Purpose : Elevated TGFβ2 is found in the aqueous humor and trabecular meshwork (TM) of glaucoma patients. TGFβ2 induces excessive accumulation of extracellular matrix, alters cytoskeleton, and increases intraocular pressure in various experimental models. We previously reported that the Wnt signaling is able to inhibit TGFβ signaling in the TM at transcriptional level. Here, we determined if small molecule Wnt signaling activators are able to inhibit TGFβ2 signaling.

Methods : GTM3 cells were transfected with Wnt signaling reporter luciferase vectors. The cells were treated with different GSK3β inhibitors (Wnt activators) at different concentrations, and luciferase levels were measured using a plate reader. After determination of the optimal concentration, TM cells were transfected or transduced with TGFβ signaling reporter luciferase vectors. These cells were treated with 5ng/ml TGFβ2 with or without GSK3β inhibitors, and luciferase levels were measured. Primary human TM (pHTM) cells were also treated with or without TGFβ2 and/or GSK3β inhibitors to study fibronectin and collagen I using Western immunoblotting and immunofluorescent microscopy.
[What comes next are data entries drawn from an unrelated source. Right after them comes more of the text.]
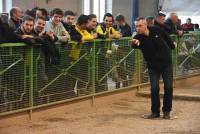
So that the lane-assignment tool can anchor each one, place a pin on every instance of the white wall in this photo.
(123, 7)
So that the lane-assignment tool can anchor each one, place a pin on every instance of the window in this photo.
(86, 7)
(98, 7)
(1, 6)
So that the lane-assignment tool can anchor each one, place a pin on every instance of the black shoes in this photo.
(152, 116)
(166, 115)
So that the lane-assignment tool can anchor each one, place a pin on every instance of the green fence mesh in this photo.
(28, 80)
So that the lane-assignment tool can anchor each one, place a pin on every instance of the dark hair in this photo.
(56, 11)
(30, 12)
(27, 18)
(44, 11)
(41, 18)
(139, 18)
(119, 18)
(82, 19)
(68, 12)
(160, 14)
(91, 16)
(149, 18)
(107, 15)
(12, 11)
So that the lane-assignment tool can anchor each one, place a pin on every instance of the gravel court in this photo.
(119, 117)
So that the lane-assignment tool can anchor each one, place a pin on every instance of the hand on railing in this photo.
(135, 42)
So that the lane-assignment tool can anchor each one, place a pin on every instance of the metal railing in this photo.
(28, 81)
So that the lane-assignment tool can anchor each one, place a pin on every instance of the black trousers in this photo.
(167, 75)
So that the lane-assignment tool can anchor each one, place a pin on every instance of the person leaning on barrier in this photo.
(160, 21)
(47, 40)
(92, 25)
(25, 31)
(155, 45)
(171, 24)
(6, 33)
(15, 18)
(54, 25)
(106, 28)
(68, 23)
(81, 27)
(122, 26)
(150, 21)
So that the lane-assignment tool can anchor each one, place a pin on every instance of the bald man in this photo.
(155, 45)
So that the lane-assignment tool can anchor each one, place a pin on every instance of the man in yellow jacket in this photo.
(106, 28)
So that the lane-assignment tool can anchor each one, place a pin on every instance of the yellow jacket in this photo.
(85, 34)
(107, 31)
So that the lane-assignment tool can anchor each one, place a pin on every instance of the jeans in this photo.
(167, 75)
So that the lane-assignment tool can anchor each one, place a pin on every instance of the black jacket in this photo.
(163, 27)
(6, 34)
(74, 34)
(172, 29)
(156, 48)
(124, 30)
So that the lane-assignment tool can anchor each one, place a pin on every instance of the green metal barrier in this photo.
(28, 81)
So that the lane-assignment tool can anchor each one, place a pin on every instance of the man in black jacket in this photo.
(155, 45)
(171, 24)
(160, 22)
(68, 21)
(122, 26)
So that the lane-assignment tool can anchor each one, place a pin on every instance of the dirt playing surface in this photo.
(119, 117)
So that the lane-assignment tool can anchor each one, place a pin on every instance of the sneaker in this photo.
(166, 115)
(151, 116)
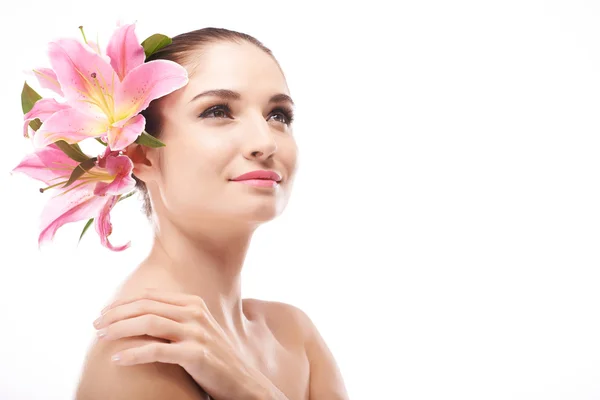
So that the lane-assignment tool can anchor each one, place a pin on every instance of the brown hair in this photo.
(185, 49)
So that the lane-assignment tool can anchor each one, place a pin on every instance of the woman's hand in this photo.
(196, 342)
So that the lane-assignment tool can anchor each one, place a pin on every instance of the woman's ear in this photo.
(143, 160)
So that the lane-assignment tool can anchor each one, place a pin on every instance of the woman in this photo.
(178, 323)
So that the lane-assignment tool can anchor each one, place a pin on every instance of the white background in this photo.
(444, 231)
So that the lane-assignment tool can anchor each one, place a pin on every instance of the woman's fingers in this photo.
(174, 298)
(139, 308)
(169, 353)
(148, 324)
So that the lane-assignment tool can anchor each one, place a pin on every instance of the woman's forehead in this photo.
(236, 65)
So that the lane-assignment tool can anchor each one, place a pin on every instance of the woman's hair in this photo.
(186, 49)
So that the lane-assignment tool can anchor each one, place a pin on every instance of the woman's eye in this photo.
(219, 111)
(287, 116)
(224, 111)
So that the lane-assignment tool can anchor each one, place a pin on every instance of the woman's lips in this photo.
(259, 178)
(259, 182)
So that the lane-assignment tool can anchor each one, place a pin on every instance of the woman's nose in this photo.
(260, 142)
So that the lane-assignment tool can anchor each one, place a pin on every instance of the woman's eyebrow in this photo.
(231, 95)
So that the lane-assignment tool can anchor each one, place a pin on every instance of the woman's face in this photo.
(211, 139)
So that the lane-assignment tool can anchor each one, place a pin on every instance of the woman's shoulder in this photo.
(283, 320)
(101, 378)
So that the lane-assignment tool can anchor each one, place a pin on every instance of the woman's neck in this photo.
(207, 265)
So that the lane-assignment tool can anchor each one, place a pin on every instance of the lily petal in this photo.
(86, 79)
(120, 167)
(125, 132)
(69, 206)
(48, 80)
(104, 226)
(48, 164)
(145, 83)
(42, 109)
(125, 51)
(69, 125)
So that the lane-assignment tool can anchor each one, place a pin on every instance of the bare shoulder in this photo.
(102, 379)
(284, 320)
(288, 321)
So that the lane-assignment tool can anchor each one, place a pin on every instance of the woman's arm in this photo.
(101, 379)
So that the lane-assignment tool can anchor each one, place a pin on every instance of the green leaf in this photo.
(28, 98)
(87, 225)
(80, 170)
(73, 151)
(154, 43)
(35, 124)
(148, 140)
Results : We found that the optimal concentration of the GSK3β inhibitors in TM cells was 1uM for 6-bromoindirubin-3’-oxime (BIO), 10uM for SB216763 (SB), and 5uM for CHIR-99021 (CHIR). Also, these compounds were more potent compared to Wnt3a recombinant proteins in Wnt signaling activation. At these concentrations, they inhibited TGFβ2-induced TGFβ signaling activation in the TM. They also inhibited TGFβ2-induced expression of fibronectin and collagen I in pHTM cells.

Conclusions : Small molecule Wnt signaling activators inhibit TGFβ signaling in the TM and may have potentials for therapeutic use in treating glaucoma.

This is a 2021 ARVO Annual Meeting abstract.